Mendagri Tito Karnavian menyambut baik inisiatif ini dan menyatakan dukungannya. Ia juga mengonfirmasi kesediaannya untuk hadir dalam acara yang akan dihadiri oleh gubernur se-Indonesia. Selain itu, beberapa menteri Kabinet Indonesia Maju, seperti Menteri Hukum, Menteri Ekonomi Kreatif, dan Menteri Investasi/Kepala BKPM, juga dijadwalkan akan hadir.

Rakornas PHD 2025 akan menjadi acara terbesar dalam sejarah penyelenggaraan Rakornas oleh Kemendagri. Acara ini akan dihadiri oleh 2.222 peserta, termasuk ketua DPRD dan Bapemperda provinsi dan kabupaten/kota se-Indonesia, sekretaris dewan, serta kepala biro hukum.
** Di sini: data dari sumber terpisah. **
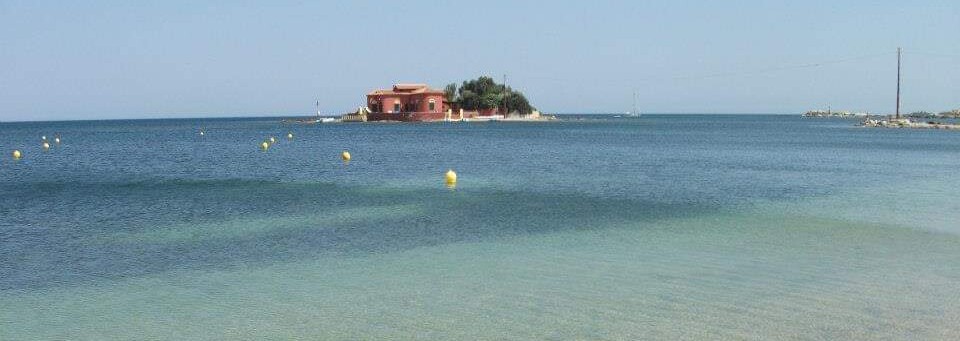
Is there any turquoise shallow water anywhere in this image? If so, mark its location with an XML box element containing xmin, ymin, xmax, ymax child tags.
<box><xmin>0</xmin><ymin>115</ymin><xmax>960</xmax><ymax>340</ymax></box>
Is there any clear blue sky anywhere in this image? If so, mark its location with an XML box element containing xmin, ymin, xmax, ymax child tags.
<box><xmin>0</xmin><ymin>0</ymin><xmax>960</xmax><ymax>121</ymax></box>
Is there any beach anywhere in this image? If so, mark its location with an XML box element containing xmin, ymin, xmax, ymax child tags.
<box><xmin>0</xmin><ymin>115</ymin><xmax>960</xmax><ymax>340</ymax></box>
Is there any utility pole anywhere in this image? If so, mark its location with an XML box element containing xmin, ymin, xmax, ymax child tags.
<box><xmin>897</xmin><ymin>47</ymin><xmax>903</xmax><ymax>120</ymax></box>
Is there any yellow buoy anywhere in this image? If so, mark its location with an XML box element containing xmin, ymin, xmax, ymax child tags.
<box><xmin>444</xmin><ymin>169</ymin><xmax>457</xmax><ymax>186</ymax></box>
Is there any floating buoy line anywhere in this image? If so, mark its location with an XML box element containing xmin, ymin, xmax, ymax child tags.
<box><xmin>10</xmin><ymin>128</ymin><xmax>457</xmax><ymax>189</ymax></box>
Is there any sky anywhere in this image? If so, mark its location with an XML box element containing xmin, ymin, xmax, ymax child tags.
<box><xmin>0</xmin><ymin>0</ymin><xmax>960</xmax><ymax>121</ymax></box>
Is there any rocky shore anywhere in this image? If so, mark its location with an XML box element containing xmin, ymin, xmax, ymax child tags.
<box><xmin>860</xmin><ymin>118</ymin><xmax>960</xmax><ymax>130</ymax></box>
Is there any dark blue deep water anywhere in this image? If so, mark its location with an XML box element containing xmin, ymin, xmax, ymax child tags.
<box><xmin>0</xmin><ymin>115</ymin><xmax>960</xmax><ymax>339</ymax></box>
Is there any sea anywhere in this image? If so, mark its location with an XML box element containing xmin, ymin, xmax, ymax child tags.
<box><xmin>0</xmin><ymin>114</ymin><xmax>960</xmax><ymax>340</ymax></box>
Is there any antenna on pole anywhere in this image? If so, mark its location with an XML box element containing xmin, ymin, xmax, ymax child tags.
<box><xmin>897</xmin><ymin>47</ymin><xmax>903</xmax><ymax>120</ymax></box>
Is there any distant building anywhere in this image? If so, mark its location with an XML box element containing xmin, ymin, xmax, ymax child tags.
<box><xmin>367</xmin><ymin>84</ymin><xmax>450</xmax><ymax>121</ymax></box>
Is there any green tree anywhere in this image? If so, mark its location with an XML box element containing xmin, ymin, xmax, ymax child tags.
<box><xmin>454</xmin><ymin>76</ymin><xmax>534</xmax><ymax>115</ymax></box>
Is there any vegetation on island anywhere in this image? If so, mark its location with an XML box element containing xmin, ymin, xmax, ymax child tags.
<box><xmin>907</xmin><ymin>109</ymin><xmax>960</xmax><ymax>118</ymax></box>
<box><xmin>444</xmin><ymin>76</ymin><xmax>536</xmax><ymax>115</ymax></box>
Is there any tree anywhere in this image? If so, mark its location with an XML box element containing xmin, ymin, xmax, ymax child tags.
<box><xmin>444</xmin><ymin>76</ymin><xmax>534</xmax><ymax>115</ymax></box>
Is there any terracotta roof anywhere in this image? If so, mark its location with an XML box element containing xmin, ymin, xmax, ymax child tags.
<box><xmin>393</xmin><ymin>84</ymin><xmax>427</xmax><ymax>91</ymax></box>
<box><xmin>367</xmin><ymin>84</ymin><xmax>444</xmax><ymax>95</ymax></box>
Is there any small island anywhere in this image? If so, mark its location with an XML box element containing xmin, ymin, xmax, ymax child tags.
<box><xmin>341</xmin><ymin>76</ymin><xmax>555</xmax><ymax>122</ymax></box>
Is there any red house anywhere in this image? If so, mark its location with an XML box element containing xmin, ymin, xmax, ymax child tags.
<box><xmin>367</xmin><ymin>84</ymin><xmax>449</xmax><ymax>121</ymax></box>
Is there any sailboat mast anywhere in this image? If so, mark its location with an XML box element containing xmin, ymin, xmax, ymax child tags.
<box><xmin>897</xmin><ymin>47</ymin><xmax>902</xmax><ymax>120</ymax></box>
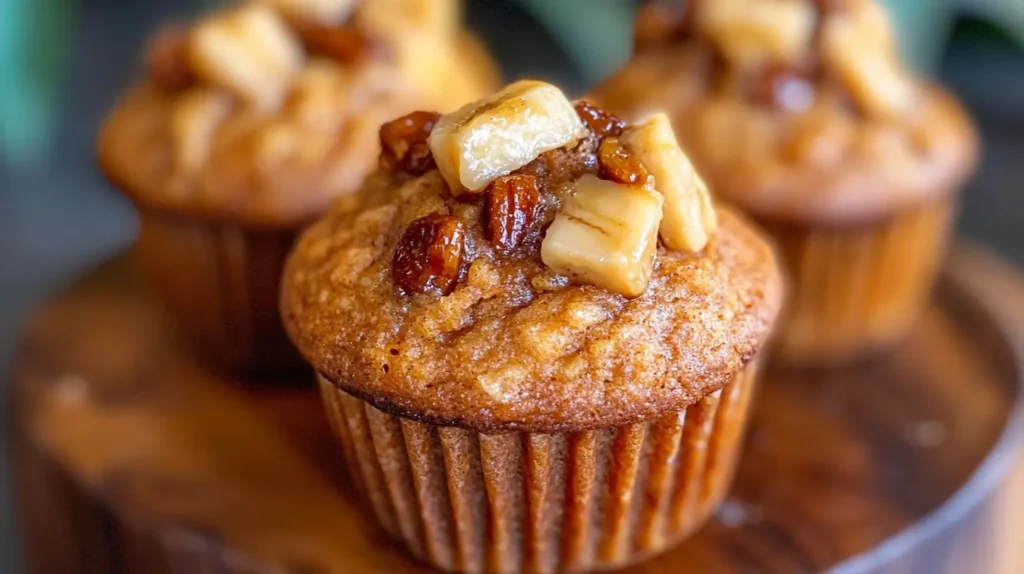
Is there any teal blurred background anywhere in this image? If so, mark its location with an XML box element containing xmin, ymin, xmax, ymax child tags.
<box><xmin>0</xmin><ymin>0</ymin><xmax>1024</xmax><ymax>574</ymax></box>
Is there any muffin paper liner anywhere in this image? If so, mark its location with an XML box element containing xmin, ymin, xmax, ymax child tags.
<box><xmin>765</xmin><ymin>200</ymin><xmax>955</xmax><ymax>365</ymax></box>
<box><xmin>318</xmin><ymin>364</ymin><xmax>756</xmax><ymax>573</ymax></box>
<box><xmin>136</xmin><ymin>210</ymin><xmax>302</xmax><ymax>376</ymax></box>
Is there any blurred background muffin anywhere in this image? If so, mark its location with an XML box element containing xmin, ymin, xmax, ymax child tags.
<box><xmin>0</xmin><ymin>0</ymin><xmax>1024</xmax><ymax>570</ymax></box>
<box><xmin>97</xmin><ymin>0</ymin><xmax>497</xmax><ymax>374</ymax></box>
<box><xmin>595</xmin><ymin>0</ymin><xmax>978</xmax><ymax>363</ymax></box>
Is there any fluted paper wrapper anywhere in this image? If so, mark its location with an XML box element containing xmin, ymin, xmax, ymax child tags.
<box><xmin>765</xmin><ymin>201</ymin><xmax>954</xmax><ymax>365</ymax></box>
<box><xmin>319</xmin><ymin>365</ymin><xmax>755</xmax><ymax>573</ymax></box>
<box><xmin>136</xmin><ymin>210</ymin><xmax>302</xmax><ymax>374</ymax></box>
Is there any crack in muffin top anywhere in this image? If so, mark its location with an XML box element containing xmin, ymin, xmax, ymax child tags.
<box><xmin>281</xmin><ymin>81</ymin><xmax>782</xmax><ymax>432</ymax></box>
<box><xmin>97</xmin><ymin>0</ymin><xmax>498</xmax><ymax>227</ymax></box>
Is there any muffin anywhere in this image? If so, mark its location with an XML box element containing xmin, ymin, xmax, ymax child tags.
<box><xmin>595</xmin><ymin>0</ymin><xmax>977</xmax><ymax>364</ymax></box>
<box><xmin>281</xmin><ymin>81</ymin><xmax>781</xmax><ymax>573</ymax></box>
<box><xmin>97</xmin><ymin>0</ymin><xmax>497</xmax><ymax>374</ymax></box>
Acara yang mengusung tema “Produk Hukum Daerah untuk Kemudahan Investasi dan Pemantapan Astacita” ini menegaskan peran strategis regulasi daerah dalam menciptakan iklim investasi yang sehat dan selaras dengan pembangunan nasional.

Menurut Dirjen Otonomi Daerah Akmal Malik, rakornas ini bukan sekadar kegiatan rutin. “Ini bukan sekadar kegiatan rutin tahunan, tetapi momentum penting untuk memperkuat peran hukum daerah dalam mendorong kemudahan investasi dan memperkokoh arah pembangunan nasional,” ujarnya.

Kegiatan ini akan berpusat di kompleks Kantor Gubernur Sultra dengan dua agenda utama: apel bersama dan rapat koordinasi. Acara juga akan diisi dengan talkshow dan pameran produk ekonomi kreatif. Sebagai bagian dari apel, akan ada penandatanganan Nota Kesepahaman antara Mendagri dan Menteri Hukum mengenai sinergi pembentukan produk hukum daerah.

BACA JUGA :  Pertamina Patra Niaga Pastikan Stok Avtur Bandara Sultan Hasanuddin Aman Jelang Lonjakan Arus Mudik

Rakornas PHD 2025 diharapkan menjadi momen strategis bagi Sultra untuk menunjukkan peran aktifnya dalam reformasi kebijakan hukum di tingkat daerah, sekaligus mewujudkan produk hukum yang berkualitas untuk mendukung investasi dan pembangunan berkelanjutan.